My response was that when the senators and the members of congress mentioned ‘atrocity crimes’ they basically challenged the State Department to make a determination of what is the nature of the crimes and the atrocities in Xinjiang … The legal determination can be made by legal experts from a government, such as the United States government, and I believe that would be the State Department who would make such a determination. On the other hand, such a legal determination can be made by the United Nations. So, for example, the State Department could make a determination that these are crimes against humanity. It could also make a determination that these would amount to genocide as laid forth by the United Nations Convention.

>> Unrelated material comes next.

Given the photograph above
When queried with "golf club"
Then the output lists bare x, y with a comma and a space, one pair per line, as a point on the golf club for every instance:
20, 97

To call something genocide legally—there’s only one legal definition of genocide and that’s the United Nations Convention. And it is now, for the first time, that there is fairly conclusive evidence of one of the criteria of the convention—namely the prevention of births. So, the United Nations Genocide Convention definition is fairly narrow. It does not include things like cultural genocide, ethnocide, etcetera. I think it’s easier to make a determination for crimes against humanity because crimes against humanity do not require an atrocity to meet the exact definition of the U.N. Genocide Convention. But the [U.S.] Holocaust [Memorial] Museum [in Washington], they said earlier this year that China’s actions in Xinjiang may constitute crimes against humanity.

The main purpose of the letter is to request a legal determination and a public determination of what exactly is the nature of the crime because, so far, the State Department has only made statements on it. It has called it a crime, it has called it an atrocity, it has said that it is bad, it’s disruptive, it must be condemned, it must be stopped, but it has not made a public determination of the nature of this crime. And I think, by not having done so, it also is less responsible for taking certain courses of action. So, this is a shortcoming—a shortcoming of the State Department. This letter seeks to address this shortcoming and challenges the State Department and the Treasury to make such a determination and announce it publicly.

Reported by Jewlan for RFA’s Uyghur Service. Written in English by Joshua Lipes.